Nel primo movimento (Moderato) Van Zweden mostra sin dal vibrante attacco che Šostakovič sfodera le sue capacità compositive attraverso la costruzione per climax delle diverse sezioni del movimento: esse crescono per intensità attraverso lo strettissimo sviluppo delle idee tematiche, fino a raggiungere la vetta espressiva a metà del movimento con un’immensa esplosione orchestrale, che poi lentamente ripiega su sé stessa sino a spegnersi in un’ultima lirica ripresa dei temi del primo tempo. Alla fine del tempo, inizia un nuovo crescendo orchestrale: Šostakovič affida alle varie sezioni dell’orchestra la ripetizione del tema iniziale. Con i colpi dei timpani si raggiunge l’apice della tensione della sinfonia. Dopo questa violenta sezione, la musica torna in toni più contenuti, con dialoghi tra i vari legni. L’entrata dei corni fa da preludio all’entrata del flauto solista, e infine assistiamo all’intervento del primo violino. Il movimento conclude con una particolare scala cromatica, ripetuta tre volte, affidata alla celesta. Van Zweden ha tenuto in modo eccellente il coordinamento tra le varie sezioni dell’orchestra.

Nell’Allegretto (secondo movimento) viene evidenziato un energico valzer d’ispirazione mahleriana, il cui tema principale deriva da una germinazione dell’inciso melodico assegnato ai fiati nel grande centrale climax del primo movimento.

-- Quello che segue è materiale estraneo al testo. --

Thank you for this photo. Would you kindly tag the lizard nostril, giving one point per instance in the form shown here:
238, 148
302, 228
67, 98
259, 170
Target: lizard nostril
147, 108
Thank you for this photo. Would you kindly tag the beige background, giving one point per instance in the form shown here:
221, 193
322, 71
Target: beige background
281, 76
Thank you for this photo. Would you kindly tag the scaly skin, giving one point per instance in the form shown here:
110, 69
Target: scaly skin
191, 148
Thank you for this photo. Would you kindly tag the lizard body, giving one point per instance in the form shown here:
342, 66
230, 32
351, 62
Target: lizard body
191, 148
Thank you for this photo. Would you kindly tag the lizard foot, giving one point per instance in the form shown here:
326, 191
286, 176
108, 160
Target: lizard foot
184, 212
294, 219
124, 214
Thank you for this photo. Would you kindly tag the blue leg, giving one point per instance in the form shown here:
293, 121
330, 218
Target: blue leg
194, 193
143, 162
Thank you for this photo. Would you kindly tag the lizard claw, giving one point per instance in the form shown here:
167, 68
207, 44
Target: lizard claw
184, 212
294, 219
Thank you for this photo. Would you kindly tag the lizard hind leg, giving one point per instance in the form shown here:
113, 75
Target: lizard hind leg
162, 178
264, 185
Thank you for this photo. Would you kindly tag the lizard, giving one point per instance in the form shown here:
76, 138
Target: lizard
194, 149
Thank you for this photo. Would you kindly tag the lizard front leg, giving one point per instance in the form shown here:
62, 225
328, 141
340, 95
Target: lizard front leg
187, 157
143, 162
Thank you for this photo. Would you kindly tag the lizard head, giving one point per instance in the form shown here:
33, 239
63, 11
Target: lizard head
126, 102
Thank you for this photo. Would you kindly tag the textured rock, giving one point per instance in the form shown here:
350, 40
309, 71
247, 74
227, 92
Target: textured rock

Dopo l’uso delle trombe e dei corni nei due precedenti movimenti, nel terzo (Largo) o Šostakovič non usa ottoni. Gli archi sono divisi per tutto il movimento: i violini in 3 gruppi, le viole in 2, i celli in 2. I contrabbassi rimangono all’unisono. In questo movimento, dai toni molto più contenuti rispetto ai precedenti, bellissime melodie basate su un tema che verrà chiaramente esposto nella parte centrale (la prima volta lo si può ascoltare alla metà del secondo minuto), sono cantate dagli archi e dai fiati solisti, a turno. Van Zweden sottolinea L’apice della tensione del brano con il tema richiamato da archi e xilofono solisti, apre la strada allo stupendo tema dei violoncelli soli, dopo la cesura. La chiusura del brano, affidata ad arpa e celesta, in un clima magico e delicato, sembra richiamare la surreale fine del primo movimento.

Nel quarto movimento (Allegro ma non troppo) sono presenti quattro sezioni. A rompere il clima quasi fatato del terzo movimento è un crescendo di una battuta, di tutta l’orchestra, che fa da apertura ad un solo di timpani e ottoni, in una marcia che coinvolge successivamente tutta l’orchestra. Segue un lungo dialogo tra archi, corni e flauti, culminante nell’entrata dell’arpa. Successivamente entra l’intera orchestra, e con un crescendo, costante sino alla fine, si raggiunge l’apice della tensione: dopo l’esplosione finale di tutta l’orchestra, questa sinfonia si conclude con un solo di timpani, percussioni e ottoni (simboleggianti il potere del regime), che si sovrappongono a un incessante ripetizione della tonalità di Re Maggiore della sezione degli archi, rappresentanti il compositore oppresso dal regime.

Prima dell’intervallo, circa otto minuti di ovazione.

Non mi soffermo sulla “quinta” di Beethoven che viene eseguita quasi ogni anno nella stagione sinfonica nell’Accademia Nazionale di Santa Cecilia. Nella “versione di van Zweden” spiccano soprattutto i colori ed il fitto reticolo di riferimenti allegorici ed etici.

Applauditissimi direttore ed orchestra.